Le ministre iranien des Affaires étrangères, Hossein Amir Abdollahian, a déclaré, mercredi, que les attaques de «l’axe de la résistance» contre Israël et ses intérêts cesseraient si la guerre de Gaza prenait fin.

M. Hage Ali a avancé, à cet égard, que le Hezbollah souhaitait clairement éviter un conflit à grande échelle. «Un processus dans lequel il peut s’engager, ou soutenir l’État libanais dans ses négociations, offrirait les avantages d’une désescalade», a-t-il déclaré à Reuters.

Initiatives diplomatiques et risque descalade

La diplomatie se heurte à d’importantes complications et de nombreux observateurs estiment qu’il existe un risque sérieux d’escalade des combats, selon les analyses de Reuters. Une telle escalade lancerait une nouvelle phase importante du conflit régional.

Pour sa part, Israël a déclaré vouloir éviter la guerre. Pourtant, l’État hébreu et le Hezbollah se disent prêts à se battre si nécessaire. En effet, Israël a prévenu qu’il réagirait de manière plus agressive si un accord visant à sécuriser la zone frontalière avec le Liban n’était pas conclu.

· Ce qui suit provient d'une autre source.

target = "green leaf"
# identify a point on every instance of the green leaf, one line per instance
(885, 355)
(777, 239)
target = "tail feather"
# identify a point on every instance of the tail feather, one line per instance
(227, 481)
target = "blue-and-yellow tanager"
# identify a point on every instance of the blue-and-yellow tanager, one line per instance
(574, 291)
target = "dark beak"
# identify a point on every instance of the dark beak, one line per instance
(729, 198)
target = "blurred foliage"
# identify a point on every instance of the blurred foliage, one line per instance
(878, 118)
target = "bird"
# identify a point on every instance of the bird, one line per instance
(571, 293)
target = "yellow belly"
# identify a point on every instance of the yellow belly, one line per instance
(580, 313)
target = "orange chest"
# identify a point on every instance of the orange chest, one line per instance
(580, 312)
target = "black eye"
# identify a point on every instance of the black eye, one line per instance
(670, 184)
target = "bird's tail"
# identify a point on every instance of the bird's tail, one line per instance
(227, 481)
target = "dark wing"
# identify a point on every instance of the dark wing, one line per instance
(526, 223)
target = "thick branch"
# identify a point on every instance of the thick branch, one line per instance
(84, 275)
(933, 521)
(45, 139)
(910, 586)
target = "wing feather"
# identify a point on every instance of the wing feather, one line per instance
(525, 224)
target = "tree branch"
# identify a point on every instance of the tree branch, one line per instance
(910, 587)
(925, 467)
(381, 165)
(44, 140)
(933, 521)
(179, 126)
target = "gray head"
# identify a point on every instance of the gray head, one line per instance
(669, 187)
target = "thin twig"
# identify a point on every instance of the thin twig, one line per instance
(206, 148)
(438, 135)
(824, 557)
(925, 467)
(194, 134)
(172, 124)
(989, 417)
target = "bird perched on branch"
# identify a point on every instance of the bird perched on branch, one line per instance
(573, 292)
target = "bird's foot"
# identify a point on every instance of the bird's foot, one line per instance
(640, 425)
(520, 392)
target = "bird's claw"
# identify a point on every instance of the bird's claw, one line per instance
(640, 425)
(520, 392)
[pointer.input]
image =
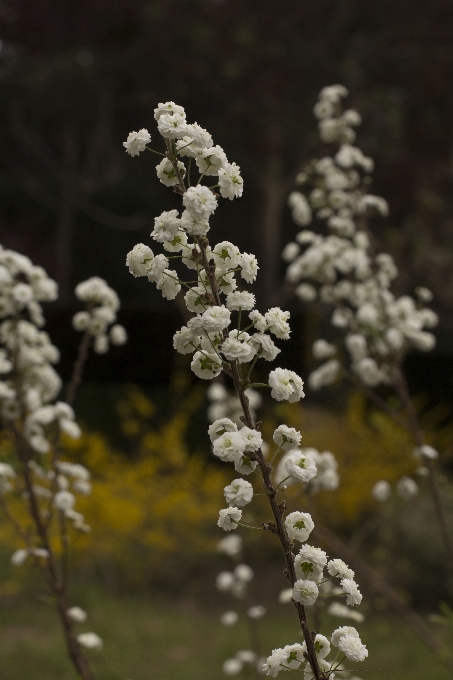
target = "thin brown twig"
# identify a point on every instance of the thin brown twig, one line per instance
(379, 585)
(278, 509)
(402, 389)
(56, 583)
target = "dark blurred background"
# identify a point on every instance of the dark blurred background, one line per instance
(76, 76)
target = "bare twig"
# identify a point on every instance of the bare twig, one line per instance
(401, 387)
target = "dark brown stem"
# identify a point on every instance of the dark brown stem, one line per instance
(277, 510)
(56, 583)
(376, 583)
(376, 399)
(79, 364)
(402, 389)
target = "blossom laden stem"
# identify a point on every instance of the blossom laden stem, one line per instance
(56, 582)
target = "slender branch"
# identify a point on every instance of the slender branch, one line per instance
(402, 389)
(376, 399)
(56, 583)
(379, 585)
(79, 364)
(14, 521)
(278, 509)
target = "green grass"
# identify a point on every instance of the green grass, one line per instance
(150, 638)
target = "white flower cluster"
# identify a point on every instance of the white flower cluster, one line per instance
(23, 286)
(340, 267)
(223, 404)
(29, 381)
(217, 346)
(102, 305)
(293, 657)
(406, 487)
(208, 335)
(308, 465)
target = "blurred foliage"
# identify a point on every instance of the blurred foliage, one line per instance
(154, 509)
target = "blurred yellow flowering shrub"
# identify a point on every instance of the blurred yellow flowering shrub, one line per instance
(368, 446)
(154, 512)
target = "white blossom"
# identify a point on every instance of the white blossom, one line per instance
(228, 518)
(337, 567)
(200, 201)
(300, 208)
(353, 648)
(381, 491)
(342, 610)
(225, 579)
(230, 545)
(285, 384)
(305, 592)
(353, 594)
(300, 466)
(229, 446)
(229, 618)
(230, 181)
(407, 488)
(323, 350)
(118, 335)
(168, 108)
(232, 666)
(277, 322)
(426, 451)
(240, 300)
(253, 439)
(310, 562)
(167, 173)
(136, 142)
(137, 260)
(256, 612)
(238, 493)
(216, 319)
(19, 557)
(90, 640)
(341, 632)
(299, 526)
(244, 573)
(206, 365)
(220, 427)
(172, 126)
(286, 437)
(77, 614)
(211, 161)
(64, 500)
(249, 267)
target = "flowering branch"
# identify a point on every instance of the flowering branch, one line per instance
(221, 346)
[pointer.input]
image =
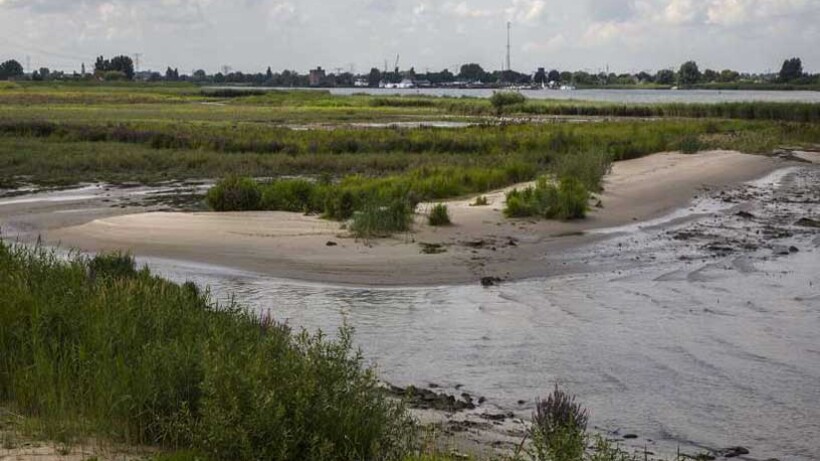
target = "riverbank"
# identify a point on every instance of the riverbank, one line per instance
(481, 243)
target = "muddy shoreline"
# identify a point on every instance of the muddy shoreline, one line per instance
(481, 246)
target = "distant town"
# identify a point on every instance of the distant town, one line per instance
(471, 75)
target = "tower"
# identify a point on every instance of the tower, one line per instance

Le porte-parole du gouvernement israélien, Eylon Levy, a déclaré qu’il y avait «encore une fenêtre d’opportunité diplomatique» pour pousser le Hezbollah à s’éloigner de la frontière, en réponse à une question de Reuters lors d’un point presse, mercredi.

Parallèlement, un responsable israélien a dévoilé à Reuters que le gouvernement israélien avait «transmis de nombreuses demandes», sans donner de détails. «D’une manière ou d’une autre, nos 80.000 résidents du Nord rentreront chez eux», a lancé le responsable.

La France a également été impliquée dans des efforts de désescalade. Une source proche de l’initiative française a déclaré que les commentaires publics de Hassan Nasrallah évoquant une possible entente frontalière étaient «des messages directs aux Américains et aux Français», disant indirectement: «La porte est ouverte» aux négociations.